This is an appeal by N.G., a property developer, against the judgment and order of the High Court in a divorce settlement case delivered in 2008. Y.G., the wife of N.G., is the respondent. The central issues of the case relate to the level of support granted in favour of the respondent and the lack of emphasis placed on a previously accepted separation agreement. The Supreme Court remitted this case to the High Court for alteration and stressed that privately reached separation agreements shall be given significant weight in divorce orders.
The parties married in 1977 and separated in 1995; they had no children during the course of their relationship. A separation agreement was created in August, 1996. Its terms included provisions that required the applicant to provide the respondent with a weekly maintanence, to pay the respondent’s VHI subscription, to provide a house, and to pay her an additional £70,000 lump sum. The settlement included a “full and final” settlement clause which stated that the terms of the agreement would be incorporated into the maintenance order of the High Court if the parties were granted a decree of judicial separation or divorce.
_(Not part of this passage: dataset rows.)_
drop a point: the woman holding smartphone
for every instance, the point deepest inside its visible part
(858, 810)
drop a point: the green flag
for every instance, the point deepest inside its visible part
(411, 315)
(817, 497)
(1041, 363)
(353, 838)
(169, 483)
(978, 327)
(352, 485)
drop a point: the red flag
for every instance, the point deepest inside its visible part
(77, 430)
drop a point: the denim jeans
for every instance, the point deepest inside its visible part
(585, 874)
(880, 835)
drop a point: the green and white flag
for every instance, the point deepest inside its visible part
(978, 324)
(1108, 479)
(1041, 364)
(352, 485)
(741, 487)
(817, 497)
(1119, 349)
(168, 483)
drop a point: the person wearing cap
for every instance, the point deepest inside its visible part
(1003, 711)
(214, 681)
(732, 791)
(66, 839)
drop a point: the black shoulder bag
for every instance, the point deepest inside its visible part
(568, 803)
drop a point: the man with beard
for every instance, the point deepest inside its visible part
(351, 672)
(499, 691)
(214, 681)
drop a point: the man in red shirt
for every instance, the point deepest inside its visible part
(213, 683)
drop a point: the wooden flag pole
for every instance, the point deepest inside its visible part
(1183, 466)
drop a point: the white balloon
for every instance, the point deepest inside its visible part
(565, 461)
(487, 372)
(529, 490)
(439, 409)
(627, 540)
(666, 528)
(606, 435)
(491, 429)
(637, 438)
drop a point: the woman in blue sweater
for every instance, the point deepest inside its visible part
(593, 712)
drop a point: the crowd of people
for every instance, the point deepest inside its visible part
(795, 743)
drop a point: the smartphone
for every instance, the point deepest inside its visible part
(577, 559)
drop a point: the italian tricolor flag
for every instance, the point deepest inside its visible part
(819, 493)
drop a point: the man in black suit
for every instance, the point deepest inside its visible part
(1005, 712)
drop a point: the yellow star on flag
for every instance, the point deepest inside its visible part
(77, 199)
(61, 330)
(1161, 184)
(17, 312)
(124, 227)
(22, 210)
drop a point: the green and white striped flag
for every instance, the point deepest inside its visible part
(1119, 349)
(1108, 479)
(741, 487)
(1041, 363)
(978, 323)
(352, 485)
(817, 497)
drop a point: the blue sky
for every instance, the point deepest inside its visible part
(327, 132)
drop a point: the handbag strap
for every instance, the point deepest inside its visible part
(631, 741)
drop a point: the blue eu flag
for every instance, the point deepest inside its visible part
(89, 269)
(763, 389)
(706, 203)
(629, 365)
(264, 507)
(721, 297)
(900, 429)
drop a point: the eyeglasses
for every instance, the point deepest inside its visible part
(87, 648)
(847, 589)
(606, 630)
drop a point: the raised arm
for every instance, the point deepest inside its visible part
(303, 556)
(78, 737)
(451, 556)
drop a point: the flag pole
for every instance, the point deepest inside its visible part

The High Court granted a decree of divorce to the parties in March, 2009. The settlement outlined the obligations of the applicant to provide for the respondent by paying €600,000 in an annuity, by paying €300,000 into a pension fund, by paying €65,000 for a VHI premium, and by providing €54,000 in annual maintenance. The order of the Court also included the provision of €100,000 as part payment of the respondent’s legal fees and an additional lump sum of €1,000,000 for the purchase of housing and insurance.
III. LEGAL BACKGROUND
The applicant, N.G., appealed the judgment of the High Court on the grounds that the level of capital provision and periodic maintenance was excessive and unreasonable, and that Abbott J. erred in his assessment of the applicant’s financial resources in the calculation of lump sums and annuities. The applicant also claimed that Abbott J. did not give due weight to the ‘full and final nature’ of the parties’ separation agreement. The applicant argued that he was unjustly forced to lose control of his assets when directed to pay periodic maintenance to the respondent and that the purchasing of annuities was an unreasonable waste of such assets. The applicant argued that it was unjust to deny an entitlement to apply for a review of maintenance costs in the future and that the order of maintenance was unfair in allowing the respondent to gain additional income in the form of a pension.
The Supreme Court addressed the finality of the separation agreement and outlined general principles that apply when prior agreements exist between parties when an application is made to a court. These general principles stipulate that such an agreement shall be given significant weight and that its terms shall be incorporated into the court order, assuming that there is no fluctuation in the standard of living or value of assets since the the agreement was entered into. If circumstances were to differ significantly, then a court is required to consider all the facts before making a decision as to the relevance and strength of the original agreement.
The Supreme Court found that there had been a radical change in the value of the applicant’s assets and, therefore, the case was remitted to the High Court to allow for this change in circumstance. The sum of €600,000 for the respondent’s benefit was deemed to be excessive in relation to the original settlement agreed privately, as it did not take into account the other payments issued to her.
In divorce, the standard of living of a spouse shall not be elevated on the basis of the other spouse achieving further wealth. Another important point is that any wealth attained after the implementation of the separation agreement will not be admitted as a pertinent factor for consideration. Furthermore, a pre-trial non-legally binding order will be taken into account and given significant weight as long as there has not been any major fluctuation in the couple’s living standards or asset value. Does this leave an opening for the systematic enforcement of pre-nuptial agreements in Irish courts?